Pour mesurer le succès de cette logique auprès des philanthropes d’aujourd’hui, il suffit d’observer l’émergence de cabinets de conseil en philanthropie. Certains, comme Give Well ou la Fondation Epic, fondée par le Français Alexandre Mars, ont même fait de l’altruisme efficace le cœur de leur action : leur mission principale est de sélectionner, parmi des centaines d’œuvres, celles qui rendront le don « le plus efficace ». Chaque dollar donné doit permettre de sauver un maximum de vies. Dans le secteur de la philanthropie, on n’hésite plus à parler de « business model », d’impact ou de « retour sur investissement ».

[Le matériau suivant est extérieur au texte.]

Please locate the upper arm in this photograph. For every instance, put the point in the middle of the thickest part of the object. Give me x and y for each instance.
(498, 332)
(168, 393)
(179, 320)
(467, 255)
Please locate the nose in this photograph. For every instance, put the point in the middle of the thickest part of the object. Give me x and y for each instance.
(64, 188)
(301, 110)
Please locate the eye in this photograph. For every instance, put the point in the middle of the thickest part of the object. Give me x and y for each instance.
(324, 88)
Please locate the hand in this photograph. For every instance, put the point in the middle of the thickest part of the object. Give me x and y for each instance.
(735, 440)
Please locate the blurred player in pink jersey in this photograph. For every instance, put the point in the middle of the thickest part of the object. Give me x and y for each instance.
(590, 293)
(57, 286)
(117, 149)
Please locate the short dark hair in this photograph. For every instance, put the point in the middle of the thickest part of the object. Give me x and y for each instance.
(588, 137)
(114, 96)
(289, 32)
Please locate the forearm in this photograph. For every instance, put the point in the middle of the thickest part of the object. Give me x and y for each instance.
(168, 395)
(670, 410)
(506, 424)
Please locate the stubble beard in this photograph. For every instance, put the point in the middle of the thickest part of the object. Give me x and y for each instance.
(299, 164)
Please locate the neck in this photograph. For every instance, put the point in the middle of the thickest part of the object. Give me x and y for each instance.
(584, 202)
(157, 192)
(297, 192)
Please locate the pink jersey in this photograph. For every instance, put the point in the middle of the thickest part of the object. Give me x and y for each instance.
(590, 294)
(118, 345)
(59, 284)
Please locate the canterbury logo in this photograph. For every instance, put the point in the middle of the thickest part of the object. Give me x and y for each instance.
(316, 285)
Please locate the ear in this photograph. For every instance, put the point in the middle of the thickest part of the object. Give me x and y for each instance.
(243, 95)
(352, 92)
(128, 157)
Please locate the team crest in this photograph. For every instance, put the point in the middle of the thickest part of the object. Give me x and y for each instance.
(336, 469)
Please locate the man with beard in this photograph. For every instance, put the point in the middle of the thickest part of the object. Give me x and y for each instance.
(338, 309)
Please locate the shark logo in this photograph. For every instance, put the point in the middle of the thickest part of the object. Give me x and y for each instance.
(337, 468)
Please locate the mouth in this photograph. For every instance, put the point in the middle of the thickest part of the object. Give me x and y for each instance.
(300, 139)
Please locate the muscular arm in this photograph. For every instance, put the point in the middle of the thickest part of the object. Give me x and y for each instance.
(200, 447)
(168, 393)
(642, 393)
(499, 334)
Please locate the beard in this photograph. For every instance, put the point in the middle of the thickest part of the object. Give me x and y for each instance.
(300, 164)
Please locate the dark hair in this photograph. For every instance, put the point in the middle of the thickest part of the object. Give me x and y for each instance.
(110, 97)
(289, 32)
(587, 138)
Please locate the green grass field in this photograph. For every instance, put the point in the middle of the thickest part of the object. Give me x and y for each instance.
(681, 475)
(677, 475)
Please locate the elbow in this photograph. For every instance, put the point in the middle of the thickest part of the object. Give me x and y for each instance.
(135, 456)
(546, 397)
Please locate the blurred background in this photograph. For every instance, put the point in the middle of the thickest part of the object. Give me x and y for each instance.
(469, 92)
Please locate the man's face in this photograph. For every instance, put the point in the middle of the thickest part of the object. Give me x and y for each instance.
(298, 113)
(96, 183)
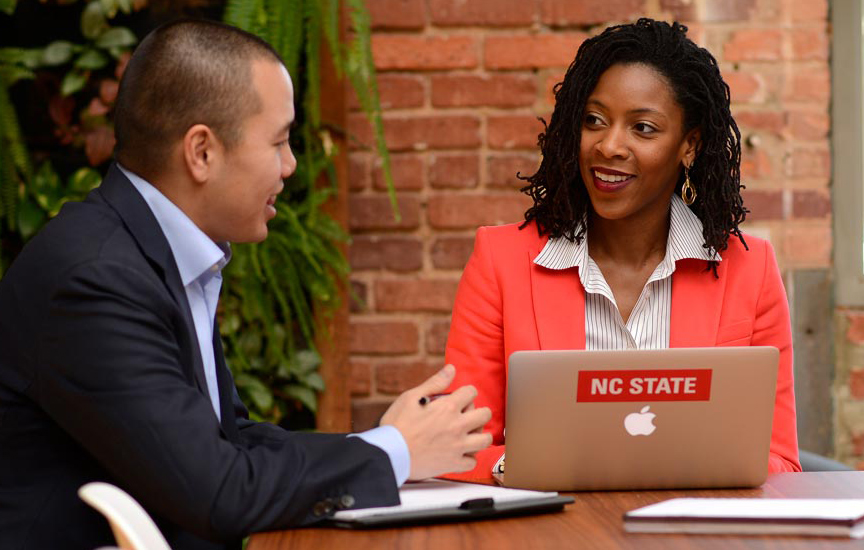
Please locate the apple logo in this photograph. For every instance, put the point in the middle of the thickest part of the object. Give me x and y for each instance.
(641, 423)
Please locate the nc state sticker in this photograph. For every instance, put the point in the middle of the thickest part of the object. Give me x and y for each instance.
(604, 386)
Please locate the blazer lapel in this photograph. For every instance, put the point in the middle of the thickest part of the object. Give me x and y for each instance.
(119, 192)
(559, 306)
(697, 300)
(226, 388)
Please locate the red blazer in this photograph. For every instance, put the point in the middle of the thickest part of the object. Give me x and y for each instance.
(506, 303)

D’ailleurs, le don ne passe plus forcément par une fondation ou un organisme à but non lucratif. Ainsi, c’est dans une LLC (Limited Liability Company), c’est-à-dire une entreprise, que Mark Zuckerberg et sa femme ont décidé de placer l’argent destiné à leurs œuvres philanthropiques. Ce qui leur permettra de placer cet argent dans des œuvres de charité, mais également dans des entreprises «agissant dans l’intérêt commun».

Trop de pouvoir aux mains d’une élite ?

Mais pour de nombreux critiques, cette indépendance des philanthro-capitalistes est surtout synonyme de manque de transparence et de démocratie. La Chan Zuckerberg Initiative aura peut-être plus de moyens financiers que certains États pour accomplir de grandes choses, mais du fait de sa structure juridique, elle ne devra rendre de comptes à personne – contrairement à un État. Une LLC n’est pas tenue de dévoiler la liste des subventions qu’elle accorde, ni celle des bénéficiaires. Les fondations et autres organismes de charité ne font l’objet d’aucune régulation, et encore moins de surveillance – en revanche, ils permettent à leurs donateurs de bénéficier d’allègements fiscaux considérables.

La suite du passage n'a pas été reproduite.